Presentation attack detection¶
Detecting presentation attack in a face recognition system is a challenging topic.
The FacePAD component allows to detect presentation attacks in still images or video frames.
It includes the following methods:
Passive liveness method based on high-resolution color image analysis.
Passive liveness method based on low-resolution color image analysis.
Passive liveness method based on depth-map analysis.
Note
An active liveness method can also be implemented with this SDK using, for example, the head pose information or the smile.
Color-based PAD¶
The id3 Face SDK provides various methods of PAD for color images:
A classifier that infers the live or spoof decision based on a high-resolution image. This method requires the model file FaceColorPad1A to be loaded. It is required to use a face image with an IOD of at least 64 pixels for this method. This algorithm is mainly designed for mobile phones applications.
A blurriness detector that allows to detect low-resolution attacks such as small ID card photos. This method requires the model FaceBlurrinessDetector1A to be loaded.
An attack support detector that allows to detect screen attacks and ID card attacks. This method requires the model FaceAttackSupportDetector1A to be loaded.
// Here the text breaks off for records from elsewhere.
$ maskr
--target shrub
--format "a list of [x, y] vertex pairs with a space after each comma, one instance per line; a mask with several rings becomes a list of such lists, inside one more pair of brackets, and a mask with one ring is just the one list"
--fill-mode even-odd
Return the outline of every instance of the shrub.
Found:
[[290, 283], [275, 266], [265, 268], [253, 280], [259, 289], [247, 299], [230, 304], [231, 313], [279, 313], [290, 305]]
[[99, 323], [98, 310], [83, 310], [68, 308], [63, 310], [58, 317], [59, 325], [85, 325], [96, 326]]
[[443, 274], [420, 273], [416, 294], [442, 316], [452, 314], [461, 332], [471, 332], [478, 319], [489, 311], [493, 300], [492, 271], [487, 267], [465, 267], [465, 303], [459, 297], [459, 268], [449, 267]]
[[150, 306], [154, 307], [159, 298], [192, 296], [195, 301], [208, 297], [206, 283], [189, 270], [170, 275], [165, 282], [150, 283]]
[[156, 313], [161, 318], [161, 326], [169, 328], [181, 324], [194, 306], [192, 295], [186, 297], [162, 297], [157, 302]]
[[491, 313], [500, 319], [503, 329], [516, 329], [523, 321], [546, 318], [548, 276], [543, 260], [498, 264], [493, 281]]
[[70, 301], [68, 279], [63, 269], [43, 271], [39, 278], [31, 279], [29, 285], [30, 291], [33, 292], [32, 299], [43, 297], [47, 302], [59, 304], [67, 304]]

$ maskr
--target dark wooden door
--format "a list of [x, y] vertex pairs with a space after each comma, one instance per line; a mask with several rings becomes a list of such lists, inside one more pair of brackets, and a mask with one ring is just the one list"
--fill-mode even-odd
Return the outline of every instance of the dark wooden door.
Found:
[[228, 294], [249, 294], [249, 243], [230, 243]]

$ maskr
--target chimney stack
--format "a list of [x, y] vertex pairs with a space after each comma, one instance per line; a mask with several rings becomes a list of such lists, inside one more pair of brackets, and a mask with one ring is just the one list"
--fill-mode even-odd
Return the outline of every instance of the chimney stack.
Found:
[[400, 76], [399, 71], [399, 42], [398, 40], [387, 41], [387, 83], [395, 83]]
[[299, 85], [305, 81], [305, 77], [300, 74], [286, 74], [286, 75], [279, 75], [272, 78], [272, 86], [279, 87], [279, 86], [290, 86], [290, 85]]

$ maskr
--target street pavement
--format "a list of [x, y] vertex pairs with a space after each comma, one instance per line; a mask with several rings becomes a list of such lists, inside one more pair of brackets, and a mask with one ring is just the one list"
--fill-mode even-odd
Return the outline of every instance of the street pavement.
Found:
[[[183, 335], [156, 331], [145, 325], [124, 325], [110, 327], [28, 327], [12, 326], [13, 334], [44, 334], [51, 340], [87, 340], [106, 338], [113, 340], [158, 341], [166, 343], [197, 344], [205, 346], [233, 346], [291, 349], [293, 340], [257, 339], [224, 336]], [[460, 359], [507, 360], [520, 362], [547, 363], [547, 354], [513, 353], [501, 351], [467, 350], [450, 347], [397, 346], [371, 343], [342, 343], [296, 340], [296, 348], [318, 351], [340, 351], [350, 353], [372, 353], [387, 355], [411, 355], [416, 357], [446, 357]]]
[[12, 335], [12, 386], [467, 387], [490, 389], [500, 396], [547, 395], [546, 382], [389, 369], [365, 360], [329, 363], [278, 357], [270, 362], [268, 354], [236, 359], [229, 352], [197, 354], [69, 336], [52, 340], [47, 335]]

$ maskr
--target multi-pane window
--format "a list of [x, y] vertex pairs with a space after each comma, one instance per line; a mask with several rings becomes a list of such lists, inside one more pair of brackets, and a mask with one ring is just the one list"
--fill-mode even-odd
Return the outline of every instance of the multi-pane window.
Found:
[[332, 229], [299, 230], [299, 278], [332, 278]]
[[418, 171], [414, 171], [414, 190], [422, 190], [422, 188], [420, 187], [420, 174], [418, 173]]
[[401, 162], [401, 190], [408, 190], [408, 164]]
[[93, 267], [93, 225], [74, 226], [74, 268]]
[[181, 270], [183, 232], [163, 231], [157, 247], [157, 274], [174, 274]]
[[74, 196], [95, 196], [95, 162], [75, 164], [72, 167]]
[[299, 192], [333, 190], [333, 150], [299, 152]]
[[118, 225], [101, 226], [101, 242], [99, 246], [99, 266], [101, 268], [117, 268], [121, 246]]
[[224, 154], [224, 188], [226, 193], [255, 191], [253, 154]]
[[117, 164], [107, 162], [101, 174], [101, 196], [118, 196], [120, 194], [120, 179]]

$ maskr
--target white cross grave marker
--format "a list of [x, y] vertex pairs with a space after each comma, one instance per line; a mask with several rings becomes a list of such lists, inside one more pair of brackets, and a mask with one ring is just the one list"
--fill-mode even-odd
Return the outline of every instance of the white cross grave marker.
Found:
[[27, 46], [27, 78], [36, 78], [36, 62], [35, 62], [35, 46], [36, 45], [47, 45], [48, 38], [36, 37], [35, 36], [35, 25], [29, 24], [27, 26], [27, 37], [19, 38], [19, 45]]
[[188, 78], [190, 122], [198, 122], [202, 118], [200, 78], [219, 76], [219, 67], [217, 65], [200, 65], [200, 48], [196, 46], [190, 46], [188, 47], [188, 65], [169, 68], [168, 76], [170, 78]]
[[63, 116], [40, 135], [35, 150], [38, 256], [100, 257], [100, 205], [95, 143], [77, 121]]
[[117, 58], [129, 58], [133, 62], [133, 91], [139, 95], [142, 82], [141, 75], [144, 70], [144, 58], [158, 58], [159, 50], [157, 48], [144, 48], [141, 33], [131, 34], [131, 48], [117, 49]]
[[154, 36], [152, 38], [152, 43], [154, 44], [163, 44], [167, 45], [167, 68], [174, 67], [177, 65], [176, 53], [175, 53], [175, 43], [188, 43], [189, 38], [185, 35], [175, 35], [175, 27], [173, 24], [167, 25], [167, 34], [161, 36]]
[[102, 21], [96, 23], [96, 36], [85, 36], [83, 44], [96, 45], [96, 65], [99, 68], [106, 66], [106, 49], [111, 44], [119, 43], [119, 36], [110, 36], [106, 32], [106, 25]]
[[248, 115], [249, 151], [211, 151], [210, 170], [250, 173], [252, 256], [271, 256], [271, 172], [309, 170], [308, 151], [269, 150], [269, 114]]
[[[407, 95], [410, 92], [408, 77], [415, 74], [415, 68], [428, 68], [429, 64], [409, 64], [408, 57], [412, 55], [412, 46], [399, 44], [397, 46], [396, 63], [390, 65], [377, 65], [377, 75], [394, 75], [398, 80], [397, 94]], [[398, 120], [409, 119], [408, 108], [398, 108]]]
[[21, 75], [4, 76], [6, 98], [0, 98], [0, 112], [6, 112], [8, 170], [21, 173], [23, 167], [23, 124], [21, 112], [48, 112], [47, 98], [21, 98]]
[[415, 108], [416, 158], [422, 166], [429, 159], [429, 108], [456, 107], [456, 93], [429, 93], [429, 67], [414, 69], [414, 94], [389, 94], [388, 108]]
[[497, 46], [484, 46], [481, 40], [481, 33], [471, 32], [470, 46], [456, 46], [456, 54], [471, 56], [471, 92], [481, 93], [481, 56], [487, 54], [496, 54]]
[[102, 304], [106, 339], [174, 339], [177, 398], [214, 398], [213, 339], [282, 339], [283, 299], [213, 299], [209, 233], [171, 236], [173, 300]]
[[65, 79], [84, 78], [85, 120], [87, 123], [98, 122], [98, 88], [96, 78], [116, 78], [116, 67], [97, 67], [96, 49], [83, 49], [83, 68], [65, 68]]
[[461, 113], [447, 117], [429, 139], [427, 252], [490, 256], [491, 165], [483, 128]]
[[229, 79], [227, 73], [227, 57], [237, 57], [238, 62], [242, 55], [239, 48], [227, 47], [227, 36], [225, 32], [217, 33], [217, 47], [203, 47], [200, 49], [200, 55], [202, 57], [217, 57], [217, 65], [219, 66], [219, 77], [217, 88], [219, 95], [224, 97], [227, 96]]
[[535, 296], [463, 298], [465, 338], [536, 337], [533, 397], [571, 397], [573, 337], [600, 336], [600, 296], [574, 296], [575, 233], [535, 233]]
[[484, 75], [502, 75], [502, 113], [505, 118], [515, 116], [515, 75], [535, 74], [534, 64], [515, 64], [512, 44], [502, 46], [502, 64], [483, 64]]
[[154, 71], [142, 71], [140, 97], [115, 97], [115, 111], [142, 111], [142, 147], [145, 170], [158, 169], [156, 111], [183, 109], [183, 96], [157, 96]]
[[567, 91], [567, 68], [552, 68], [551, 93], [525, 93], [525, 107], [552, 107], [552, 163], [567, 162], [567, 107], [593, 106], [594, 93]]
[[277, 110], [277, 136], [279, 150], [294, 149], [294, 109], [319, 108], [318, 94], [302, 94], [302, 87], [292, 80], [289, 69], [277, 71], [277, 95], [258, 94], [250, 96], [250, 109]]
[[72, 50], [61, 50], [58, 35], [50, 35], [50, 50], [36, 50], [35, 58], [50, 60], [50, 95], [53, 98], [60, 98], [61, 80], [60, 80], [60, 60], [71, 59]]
Each of those algorithms target various cases. They can each be used alone or be merged together using late fusion. If doing so, it is recommended to trigger an attack alert as soon as one of the methods outputs an attack decision. Otherwise, if none of the algorithms triggers an attack decision, then the presentation can be assumed to be bona-fide.
Depth-based PAD¶
This feature requires the model FaceDepthPad2A to be loaded. It also requires a depth camera. When using this PAD method, one must be careful about the range of validity of the depth information provided by the 3rd party sensor. It is recommended to use this PAD algorithm only in a valid range of depths. It is also required to use a face image with an IOD of at least 16 pixels for this method.